Estampa del hambre en la inmensidad del yermo africano vasto y hostil: calor, sequía, pozos vacios, cosechas baldías, primero mueren las cabras y ovejas, luego los niños, después las mujeres, por último muere el hombre y el camello. En las aldeas la diferencia entre pobres y ricos no la establece la variedad de alimentos sino la cantidad de arroz, el pobre come un puñado exiguo y el rico un cuenco lleno a rebosar, la sequía prolongada iguala a los dos y les condena por igual a poder morirse de hambre. Se muere de hambre no por falta de alimentos, sino por culpa de una organización social inhumana, de un juego político y económico desalmado producto de un mundo egoísta, ruin y paranoico.
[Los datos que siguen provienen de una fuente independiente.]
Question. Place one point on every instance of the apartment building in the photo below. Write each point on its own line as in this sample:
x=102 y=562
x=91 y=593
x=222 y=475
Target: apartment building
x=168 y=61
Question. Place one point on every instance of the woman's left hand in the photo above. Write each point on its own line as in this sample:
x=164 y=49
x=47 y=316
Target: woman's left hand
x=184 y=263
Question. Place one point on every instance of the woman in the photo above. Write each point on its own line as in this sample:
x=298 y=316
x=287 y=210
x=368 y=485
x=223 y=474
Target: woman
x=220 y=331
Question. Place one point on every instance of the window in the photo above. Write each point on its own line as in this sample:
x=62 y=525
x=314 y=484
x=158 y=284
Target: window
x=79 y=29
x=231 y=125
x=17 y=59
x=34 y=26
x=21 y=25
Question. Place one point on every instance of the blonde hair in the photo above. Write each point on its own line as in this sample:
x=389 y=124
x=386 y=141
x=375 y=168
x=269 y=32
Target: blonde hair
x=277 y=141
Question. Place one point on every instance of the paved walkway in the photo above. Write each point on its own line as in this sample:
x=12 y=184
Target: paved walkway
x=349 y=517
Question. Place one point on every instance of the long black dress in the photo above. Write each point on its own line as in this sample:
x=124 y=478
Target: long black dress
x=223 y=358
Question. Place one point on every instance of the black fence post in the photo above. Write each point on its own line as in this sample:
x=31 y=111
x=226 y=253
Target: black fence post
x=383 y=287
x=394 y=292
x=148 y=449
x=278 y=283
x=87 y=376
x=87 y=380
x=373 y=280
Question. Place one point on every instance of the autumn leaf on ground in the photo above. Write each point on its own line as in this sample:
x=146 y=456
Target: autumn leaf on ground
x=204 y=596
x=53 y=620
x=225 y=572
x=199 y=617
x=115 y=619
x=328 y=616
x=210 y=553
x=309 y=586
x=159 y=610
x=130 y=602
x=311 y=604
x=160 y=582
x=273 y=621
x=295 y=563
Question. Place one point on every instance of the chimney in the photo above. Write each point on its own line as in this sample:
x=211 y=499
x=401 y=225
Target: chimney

La muerte por hambre es un acto de injusta sumisión.
Frente a la flora y la fauna exuberantes, manadas de cebras, antílopes, búfalos, jirafas, leones, leopardos, elefantes, etc. que se pasan la vida corriendo y galopando protegidos en sus ecosistemas, el habitante humano indefenso y pobre; seres que vegetan al margen de la humanidad, nacen y mueren sin que nadie lo note, seres desconocidos y anónimos.
“Qué hacer con la presencia en la Tierra de millones y millones de personas. Con su energía sin emplear. Con el potencial que llevan dentro y que nadie parece necesitar. ¿Qué lugar ocupa esa gente en la familia humana? ¿El de miembros de pleno derecho? ¿El de prójimos maltratados? ¿El de intrusos molestos?”.
Viajes y crónicas por una historia maldita.